Chinese Company Could Take Over Long Beach Port Despite Trade Dispute

REUTERS/Bob Riha, Jr./File Photo
REUTERS/Bob Riha, Jr./File Photo

A Chinese company may take over the current owner of the biggest U.S. container port in Long Beach, despite President Donald Trump’s threat to slap a 25 percent tariff on $50 billion worth of China’s tech exports.

China’s state-owned COSCO conglomerate is within days of closing its $6.3 billion take-over of Hong Kong-based Orient Overseas Container Lines (OOCL), which owns America’s biggest container ship cargo processing operation in Long Beach, California.

The OOCL paid $4.6 billion to sign a 40-year lease with the Port of Long Beach to develop the Middle Harbor property, which tripled the size of the port’s container capability. The Long Beach container port handles one-fifth of all U.S. container activity.
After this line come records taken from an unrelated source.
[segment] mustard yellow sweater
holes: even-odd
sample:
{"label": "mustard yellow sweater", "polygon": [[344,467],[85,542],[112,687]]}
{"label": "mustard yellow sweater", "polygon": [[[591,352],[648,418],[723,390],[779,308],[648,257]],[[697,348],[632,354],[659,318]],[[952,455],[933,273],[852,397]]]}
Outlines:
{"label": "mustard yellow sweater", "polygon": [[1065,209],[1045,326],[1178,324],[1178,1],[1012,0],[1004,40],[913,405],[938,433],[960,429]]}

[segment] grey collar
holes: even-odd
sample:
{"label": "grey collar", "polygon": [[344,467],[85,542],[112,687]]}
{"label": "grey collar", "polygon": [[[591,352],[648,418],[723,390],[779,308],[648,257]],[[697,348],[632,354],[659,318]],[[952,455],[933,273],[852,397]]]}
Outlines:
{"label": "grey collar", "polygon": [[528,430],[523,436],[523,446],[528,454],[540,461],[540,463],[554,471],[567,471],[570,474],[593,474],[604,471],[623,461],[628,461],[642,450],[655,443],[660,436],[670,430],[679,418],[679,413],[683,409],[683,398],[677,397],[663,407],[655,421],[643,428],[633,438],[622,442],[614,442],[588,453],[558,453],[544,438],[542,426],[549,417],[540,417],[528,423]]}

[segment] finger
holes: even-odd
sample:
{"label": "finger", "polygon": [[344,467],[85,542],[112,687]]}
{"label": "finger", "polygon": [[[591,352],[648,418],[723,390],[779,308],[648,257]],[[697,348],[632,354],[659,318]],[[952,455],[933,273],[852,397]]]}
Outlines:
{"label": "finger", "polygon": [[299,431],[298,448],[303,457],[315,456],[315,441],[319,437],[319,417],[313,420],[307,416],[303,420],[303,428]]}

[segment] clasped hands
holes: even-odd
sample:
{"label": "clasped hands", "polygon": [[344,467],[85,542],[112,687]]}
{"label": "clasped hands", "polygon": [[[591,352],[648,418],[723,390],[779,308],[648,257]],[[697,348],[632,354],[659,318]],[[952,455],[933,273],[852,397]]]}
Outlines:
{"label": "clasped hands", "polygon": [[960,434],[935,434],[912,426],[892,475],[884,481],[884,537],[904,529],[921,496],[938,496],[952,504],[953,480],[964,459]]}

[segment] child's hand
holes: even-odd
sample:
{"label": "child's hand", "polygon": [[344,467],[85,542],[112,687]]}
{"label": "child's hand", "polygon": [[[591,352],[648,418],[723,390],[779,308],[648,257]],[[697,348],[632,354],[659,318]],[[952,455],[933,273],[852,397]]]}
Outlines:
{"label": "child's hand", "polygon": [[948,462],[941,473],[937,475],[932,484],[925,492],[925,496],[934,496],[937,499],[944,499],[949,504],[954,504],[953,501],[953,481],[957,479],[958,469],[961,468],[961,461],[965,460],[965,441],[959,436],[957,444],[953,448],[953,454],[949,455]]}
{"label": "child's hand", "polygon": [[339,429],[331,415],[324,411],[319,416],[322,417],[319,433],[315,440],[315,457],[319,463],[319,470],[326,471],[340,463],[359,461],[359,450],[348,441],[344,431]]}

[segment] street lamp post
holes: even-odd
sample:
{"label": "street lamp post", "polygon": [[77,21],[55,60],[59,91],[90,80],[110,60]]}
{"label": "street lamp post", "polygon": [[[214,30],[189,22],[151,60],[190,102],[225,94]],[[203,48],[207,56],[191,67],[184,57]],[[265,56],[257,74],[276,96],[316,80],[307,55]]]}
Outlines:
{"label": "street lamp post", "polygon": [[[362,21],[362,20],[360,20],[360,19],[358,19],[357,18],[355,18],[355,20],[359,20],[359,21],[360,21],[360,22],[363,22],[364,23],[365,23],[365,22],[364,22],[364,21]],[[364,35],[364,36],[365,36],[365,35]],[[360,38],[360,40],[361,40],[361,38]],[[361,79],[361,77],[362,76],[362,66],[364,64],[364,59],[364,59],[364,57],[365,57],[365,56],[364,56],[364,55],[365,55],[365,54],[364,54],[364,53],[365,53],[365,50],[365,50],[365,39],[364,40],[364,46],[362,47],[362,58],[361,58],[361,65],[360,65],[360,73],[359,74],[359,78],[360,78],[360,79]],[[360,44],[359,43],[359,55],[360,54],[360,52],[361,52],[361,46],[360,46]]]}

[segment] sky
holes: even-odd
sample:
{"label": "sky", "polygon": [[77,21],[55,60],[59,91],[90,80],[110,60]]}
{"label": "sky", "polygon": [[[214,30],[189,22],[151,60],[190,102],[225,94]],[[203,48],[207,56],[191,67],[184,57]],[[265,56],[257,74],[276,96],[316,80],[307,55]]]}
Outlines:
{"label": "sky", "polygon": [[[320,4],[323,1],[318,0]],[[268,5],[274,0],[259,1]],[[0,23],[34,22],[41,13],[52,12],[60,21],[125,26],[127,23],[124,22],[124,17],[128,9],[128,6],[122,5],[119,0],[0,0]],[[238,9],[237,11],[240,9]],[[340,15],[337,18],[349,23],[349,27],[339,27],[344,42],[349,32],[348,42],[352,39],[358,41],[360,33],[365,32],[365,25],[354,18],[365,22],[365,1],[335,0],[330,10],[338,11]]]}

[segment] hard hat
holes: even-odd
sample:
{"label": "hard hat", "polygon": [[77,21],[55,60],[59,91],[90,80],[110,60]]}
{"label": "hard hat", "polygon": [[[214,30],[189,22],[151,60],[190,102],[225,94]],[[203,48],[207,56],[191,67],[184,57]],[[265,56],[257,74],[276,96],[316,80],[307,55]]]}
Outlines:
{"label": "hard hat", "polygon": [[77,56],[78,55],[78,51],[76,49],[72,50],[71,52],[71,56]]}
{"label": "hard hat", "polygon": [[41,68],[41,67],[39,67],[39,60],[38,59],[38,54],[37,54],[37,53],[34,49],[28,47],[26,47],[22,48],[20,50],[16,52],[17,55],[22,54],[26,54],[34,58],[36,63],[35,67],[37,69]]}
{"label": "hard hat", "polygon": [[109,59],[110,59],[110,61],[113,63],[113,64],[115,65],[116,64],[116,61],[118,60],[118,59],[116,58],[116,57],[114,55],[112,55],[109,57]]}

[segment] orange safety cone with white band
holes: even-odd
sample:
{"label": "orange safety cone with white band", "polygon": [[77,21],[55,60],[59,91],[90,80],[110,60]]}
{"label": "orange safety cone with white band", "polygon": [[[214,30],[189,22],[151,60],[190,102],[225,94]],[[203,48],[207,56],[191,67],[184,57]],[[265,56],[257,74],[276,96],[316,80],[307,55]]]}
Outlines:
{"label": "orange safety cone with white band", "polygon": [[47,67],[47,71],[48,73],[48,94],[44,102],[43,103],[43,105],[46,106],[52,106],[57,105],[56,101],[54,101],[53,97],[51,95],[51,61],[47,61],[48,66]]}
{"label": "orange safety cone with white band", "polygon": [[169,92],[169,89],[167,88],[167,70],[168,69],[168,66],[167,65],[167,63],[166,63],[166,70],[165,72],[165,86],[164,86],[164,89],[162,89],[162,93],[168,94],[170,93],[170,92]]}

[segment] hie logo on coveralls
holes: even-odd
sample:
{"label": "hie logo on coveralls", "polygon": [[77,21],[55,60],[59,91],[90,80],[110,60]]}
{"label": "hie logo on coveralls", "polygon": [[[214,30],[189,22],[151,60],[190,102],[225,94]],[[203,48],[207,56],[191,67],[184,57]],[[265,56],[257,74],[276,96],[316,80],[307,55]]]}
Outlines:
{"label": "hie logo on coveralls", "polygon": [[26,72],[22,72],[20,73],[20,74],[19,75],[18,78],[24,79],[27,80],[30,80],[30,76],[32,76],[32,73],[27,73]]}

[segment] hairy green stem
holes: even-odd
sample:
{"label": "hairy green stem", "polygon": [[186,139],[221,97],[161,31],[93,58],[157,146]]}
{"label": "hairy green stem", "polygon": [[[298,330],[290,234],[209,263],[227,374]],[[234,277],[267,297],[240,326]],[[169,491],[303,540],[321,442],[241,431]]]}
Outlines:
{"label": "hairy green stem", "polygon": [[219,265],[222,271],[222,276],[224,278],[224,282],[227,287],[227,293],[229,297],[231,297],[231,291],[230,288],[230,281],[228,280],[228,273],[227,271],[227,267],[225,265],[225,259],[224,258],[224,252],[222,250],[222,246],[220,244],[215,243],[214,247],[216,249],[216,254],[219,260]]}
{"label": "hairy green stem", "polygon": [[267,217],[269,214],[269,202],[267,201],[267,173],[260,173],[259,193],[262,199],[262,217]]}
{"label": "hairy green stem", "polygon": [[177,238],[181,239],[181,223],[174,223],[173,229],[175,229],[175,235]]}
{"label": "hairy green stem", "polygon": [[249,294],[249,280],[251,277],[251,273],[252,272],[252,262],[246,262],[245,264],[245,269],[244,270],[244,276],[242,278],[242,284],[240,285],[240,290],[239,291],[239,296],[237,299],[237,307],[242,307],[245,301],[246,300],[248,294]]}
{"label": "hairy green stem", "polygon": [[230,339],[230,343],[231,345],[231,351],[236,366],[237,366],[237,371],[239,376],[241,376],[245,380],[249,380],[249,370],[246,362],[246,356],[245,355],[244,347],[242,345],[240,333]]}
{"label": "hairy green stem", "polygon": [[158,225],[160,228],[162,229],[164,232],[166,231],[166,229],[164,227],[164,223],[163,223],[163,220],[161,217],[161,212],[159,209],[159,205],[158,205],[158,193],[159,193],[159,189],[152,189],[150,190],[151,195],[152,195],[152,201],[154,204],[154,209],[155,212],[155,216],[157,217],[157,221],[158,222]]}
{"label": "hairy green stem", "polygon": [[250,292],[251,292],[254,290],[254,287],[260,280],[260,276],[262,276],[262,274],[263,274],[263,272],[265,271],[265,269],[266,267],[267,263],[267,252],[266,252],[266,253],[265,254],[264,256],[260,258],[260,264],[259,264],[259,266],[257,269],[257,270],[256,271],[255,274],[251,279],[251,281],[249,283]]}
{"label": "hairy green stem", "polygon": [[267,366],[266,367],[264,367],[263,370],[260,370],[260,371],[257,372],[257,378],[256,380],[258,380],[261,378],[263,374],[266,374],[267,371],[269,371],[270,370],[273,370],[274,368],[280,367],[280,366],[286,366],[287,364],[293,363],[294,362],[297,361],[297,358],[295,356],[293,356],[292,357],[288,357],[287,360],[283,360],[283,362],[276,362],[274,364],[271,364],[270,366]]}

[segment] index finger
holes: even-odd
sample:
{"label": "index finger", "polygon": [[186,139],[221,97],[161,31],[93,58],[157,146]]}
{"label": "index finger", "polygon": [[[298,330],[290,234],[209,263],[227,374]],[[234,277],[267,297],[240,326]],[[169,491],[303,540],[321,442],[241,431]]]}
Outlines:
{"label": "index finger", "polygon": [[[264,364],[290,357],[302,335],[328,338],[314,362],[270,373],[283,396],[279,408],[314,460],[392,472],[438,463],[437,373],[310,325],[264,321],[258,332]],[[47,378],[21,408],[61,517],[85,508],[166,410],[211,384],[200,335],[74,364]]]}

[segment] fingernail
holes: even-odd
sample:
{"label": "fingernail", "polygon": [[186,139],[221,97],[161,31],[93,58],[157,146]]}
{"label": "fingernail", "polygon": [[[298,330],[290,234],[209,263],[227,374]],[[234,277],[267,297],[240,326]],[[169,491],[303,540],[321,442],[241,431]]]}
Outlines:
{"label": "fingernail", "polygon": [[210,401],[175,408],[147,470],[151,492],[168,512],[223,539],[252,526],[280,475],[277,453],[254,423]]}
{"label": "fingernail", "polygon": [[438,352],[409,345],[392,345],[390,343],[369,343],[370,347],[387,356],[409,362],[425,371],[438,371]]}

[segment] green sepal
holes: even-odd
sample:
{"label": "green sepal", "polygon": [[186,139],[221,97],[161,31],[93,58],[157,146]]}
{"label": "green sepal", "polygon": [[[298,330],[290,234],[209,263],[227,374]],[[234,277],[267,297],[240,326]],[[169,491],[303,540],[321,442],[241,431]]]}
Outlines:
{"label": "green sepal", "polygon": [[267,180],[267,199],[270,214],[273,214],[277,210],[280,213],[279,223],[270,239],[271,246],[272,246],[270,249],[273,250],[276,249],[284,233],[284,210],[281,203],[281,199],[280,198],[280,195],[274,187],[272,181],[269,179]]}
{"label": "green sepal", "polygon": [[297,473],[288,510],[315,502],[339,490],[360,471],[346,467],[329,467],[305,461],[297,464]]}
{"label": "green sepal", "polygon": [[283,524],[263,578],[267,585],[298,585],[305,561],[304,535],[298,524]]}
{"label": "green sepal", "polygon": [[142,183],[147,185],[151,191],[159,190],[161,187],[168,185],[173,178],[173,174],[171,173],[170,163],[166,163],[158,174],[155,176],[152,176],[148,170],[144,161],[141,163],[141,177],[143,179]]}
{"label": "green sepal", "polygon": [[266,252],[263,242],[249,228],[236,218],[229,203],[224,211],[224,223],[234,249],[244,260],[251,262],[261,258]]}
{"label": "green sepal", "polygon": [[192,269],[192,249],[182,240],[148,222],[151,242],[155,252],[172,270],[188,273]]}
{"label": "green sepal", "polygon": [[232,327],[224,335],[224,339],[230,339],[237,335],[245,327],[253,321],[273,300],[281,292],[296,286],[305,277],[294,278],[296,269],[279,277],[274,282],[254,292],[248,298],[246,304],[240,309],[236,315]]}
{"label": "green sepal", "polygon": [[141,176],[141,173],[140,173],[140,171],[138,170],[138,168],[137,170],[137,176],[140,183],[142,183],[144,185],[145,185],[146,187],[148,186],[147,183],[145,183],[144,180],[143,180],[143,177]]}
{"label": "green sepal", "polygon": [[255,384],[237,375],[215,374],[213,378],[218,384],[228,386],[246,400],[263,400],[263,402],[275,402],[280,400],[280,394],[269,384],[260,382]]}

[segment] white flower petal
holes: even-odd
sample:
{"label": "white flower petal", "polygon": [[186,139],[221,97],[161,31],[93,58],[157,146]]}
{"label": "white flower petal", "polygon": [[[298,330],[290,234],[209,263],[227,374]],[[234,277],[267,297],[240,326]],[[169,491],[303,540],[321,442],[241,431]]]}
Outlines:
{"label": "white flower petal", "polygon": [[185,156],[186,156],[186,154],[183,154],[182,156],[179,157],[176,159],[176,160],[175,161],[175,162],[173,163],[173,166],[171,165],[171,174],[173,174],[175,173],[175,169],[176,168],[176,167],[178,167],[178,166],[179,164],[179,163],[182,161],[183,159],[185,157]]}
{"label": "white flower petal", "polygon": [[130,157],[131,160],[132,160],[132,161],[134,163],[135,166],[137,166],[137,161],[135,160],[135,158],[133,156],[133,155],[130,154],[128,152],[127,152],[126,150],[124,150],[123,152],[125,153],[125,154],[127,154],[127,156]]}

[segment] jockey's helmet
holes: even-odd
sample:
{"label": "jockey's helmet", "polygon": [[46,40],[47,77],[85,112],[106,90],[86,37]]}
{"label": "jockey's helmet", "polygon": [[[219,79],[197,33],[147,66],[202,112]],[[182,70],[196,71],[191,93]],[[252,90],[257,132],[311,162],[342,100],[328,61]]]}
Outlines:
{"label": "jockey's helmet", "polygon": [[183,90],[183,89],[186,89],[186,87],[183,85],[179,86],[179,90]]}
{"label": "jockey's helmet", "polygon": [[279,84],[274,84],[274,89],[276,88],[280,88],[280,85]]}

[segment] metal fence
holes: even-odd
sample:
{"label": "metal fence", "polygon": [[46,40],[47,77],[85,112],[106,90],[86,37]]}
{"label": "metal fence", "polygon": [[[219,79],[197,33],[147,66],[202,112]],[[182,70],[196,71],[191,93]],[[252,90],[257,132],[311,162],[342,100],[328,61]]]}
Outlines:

With over 2,000 vessel calls in 2017, OOCL processed 6.8 million 20-foot cargo container units containing $180 billion in goods.

The Wall Street Journal reported in April that COSCO’s takeover of OOCL was being reviewed by the U.S. Treasury Department Committee on Foreign Investment in the U.S. over national security concerns regarding China’s potential dominance of U.S. port trade.

It is not clear that the ongoing U.S.-China trade dispute will affect the national security review.

The Journal noted that COSCO Vice Chairman Huang Xiaowen told a news conference on April 3 that the OOCL deal would close by June: “Up to now we are quite confident to push forward this acquisition. … It’s progressing normally,” he was quoted as saying.

However, the Journal repted that COSCO has “proposed to divest or carve out the Long Beach terminal to satisfy U.S. concerns about the deal.”

Meanwhile, Reuters reported Monday, the U.S. has threatened to slap 25 percent tariffs on a substantial number of China tech exports by June 30, after World Trade Organization dispute settlement talks in Geneva broke down on May 28.

U.S. Ambassador to the WTO Dennis Shea demanded China end its unwritten rule requiring “forced technology transfer” for U.S. companies that want to do business with China state-owned enterprises.

Shea told the WTO dispute resolution committee, “This is not the rule of law. In fact, it is China’s laws themselves that enable this coercion.” He added that investment, licensing, and administrative rules amount to a “systematic, state-directed, and non-market pursuit of other (WTO) members’ cutting-edge technology in service of China’s industrial policy” — a lose-lose deal for Americans, he argued.

China’s Ambassador Zhang Xiangchen called the U.S. arguments a “presumption of guilt” and “pure speculation” based only on ,America’s $375 billion U.S. trade deficit with China. Zhang told Reuters that tech transfer is a commercial activity that benefits America, while Chinese innovation is driven by “the diligence and entrepreneurship of the Chinese people, investment in education and research.”

 

The U.S. originally launched its WTO complaint against China on March 23. Under the rules, both parties were required to engage in bilateral talks for 60 days. The clock is now ticking toward the WTO Dispute Resolution Committee meeting on June 22.